Aussi le projet de requalification urbaine de la place Castellane à Marseille s’inscrit-il dans une transformation plus large de la ville. Il accompagne l’extension de la ligne T3 du tramway et répond à une volonté forte de redonner de la place aux mobilités douces. L’objectif est clair : transformer une infrastructure routière saturée en lieu de vie et de rencontres. Ainsi, le projet retenu propose une lecture entièrement renouvelée de la centralité marseillaise.
Intentions du maître d’ouvrage
Dès le début de l’appel d’offres, le maître d’ouvrage souhaitait une place plus claire, plus confortable et plus attractive. Il fallait réorganiser les circulations de Castellane sans effacer son rôle de carrefour. Le projet devait aussi maintenir le bon fonctionnement des transports en commun, mieux intégrer le tramway, les bus, les vélos et les piétons dans une logique plus cohérente.
Cette requalification devait aussi renforcer l’identité du site. Castellane n’est pas une place ordinaire ; c’est un lieu emblématique de Marseille. La fontaine Cantini en marbre de Carrare, avec sa colonne, y occupe une place symbolique forte. Le projet devait donc conjuguer modernité urbaine et respect patrimonial.

Mais les défis étaient nombreux. Il fallait travailler sur des réseaux complexes, avec des contraintes de chantier fortes et une cohabitation délicate entre infrastructures et usagers. Sans les surcharger, l’équipe devait aussi imaginer une lumière urbaine capable d’accompagner les nouveaux espaces. La qualité d’usage devenait un critère aussi important que la performance technique. C’est ce savant équilibre qui a guidé toute la conception du projet urbain.
Projet urbain structuré autour du tramway et de la fontaine
Parti pris d’œil ouvert sur la ville
Très fort visuellement en plan masse, l’architecte designer Ora-ïto, coconcepteur du projet avec l’agence Stoa architecture, a proposé une forme d’œil autour d’un grand banc en pierre. Cette idée donne à la place une identité immédiate. Elle permet aussi de relier le mobilier, les sols, les plantations et les espaces de circulation dans une même composition. Presque cinématographique, car linéaire, l’ensemble ressemble à une grande séquence urbaine, où chaque élément trouve sa place.
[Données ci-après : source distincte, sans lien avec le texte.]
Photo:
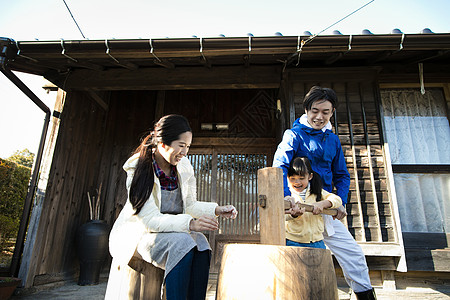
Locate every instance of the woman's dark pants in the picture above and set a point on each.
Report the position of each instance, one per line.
(189, 278)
Mathieu Coquet, paysagiste concepteur, chef de projet chez Stoa, parle de Castellane comme d’un « projet dans le projet ». En effet, faisant partie de l’équipe de maîtrise d’œuvre pour l’extension de la ligne 3 du tramway avec Egis Rail, mandataire du marché, cette formule résume bien toute la complexité du lieu. La place devait absorber une station de tramway déplacée, une zone piétonne élargie, des terrasses, des espaces cyclables et un traitement soigné du végétal. Le projet n’est pas seulement esthétique. Il témoigne aussi d’une logique fonctionnelle propre aux lieux publics.
L’espace central autour de la colonne a été en partie libéré. Cette nouvelle configuration retire une grande partie de la pression automobile tout en redonnant au piéton son rôle clé dans la ville. Le cœur de la place devient plus calme, mais aussi plus visible. Si vous connaissiez la place Castellane avant, cette nouvelle hiérarchisation des usages change complètement l’ambiance du site.

Matériaux, structure et végétation en lumière du jour
Les matériaux ont été choisis pour leur sobriété et leur pérennité. Ainsi, le calcaire occupe une place centrale dans le dessin des sols et du mobilier. Plus de 500 000 pavés donnent une lecture claire, lumineuse et noble à l’ensemble. Telle une « paupière », le banc urbain imaginé par Ora-ïto ceinture 180° de la place. Ses 102 mètres sur un 1,5 mètre de large sont découpés dans du calcaire du Portugal. Avec plus de 4,5 tonnes, cette pierre participe à l’effet de continuité qui relie les différentes parties de la place dans une même matérialité.

Mais ce projet urbain fait aussi une large place à la lumière naturelle. Trente-six micocouliers remplacent les anciens palmiers. Ils structurent de l’ombre pour les terrasses des cafés et contribuent au confort d’été comme à la qualité perçue de l’espace public. Le lieu n’est plus seulement minéral ; il devient plus respirable et plus hospitalier.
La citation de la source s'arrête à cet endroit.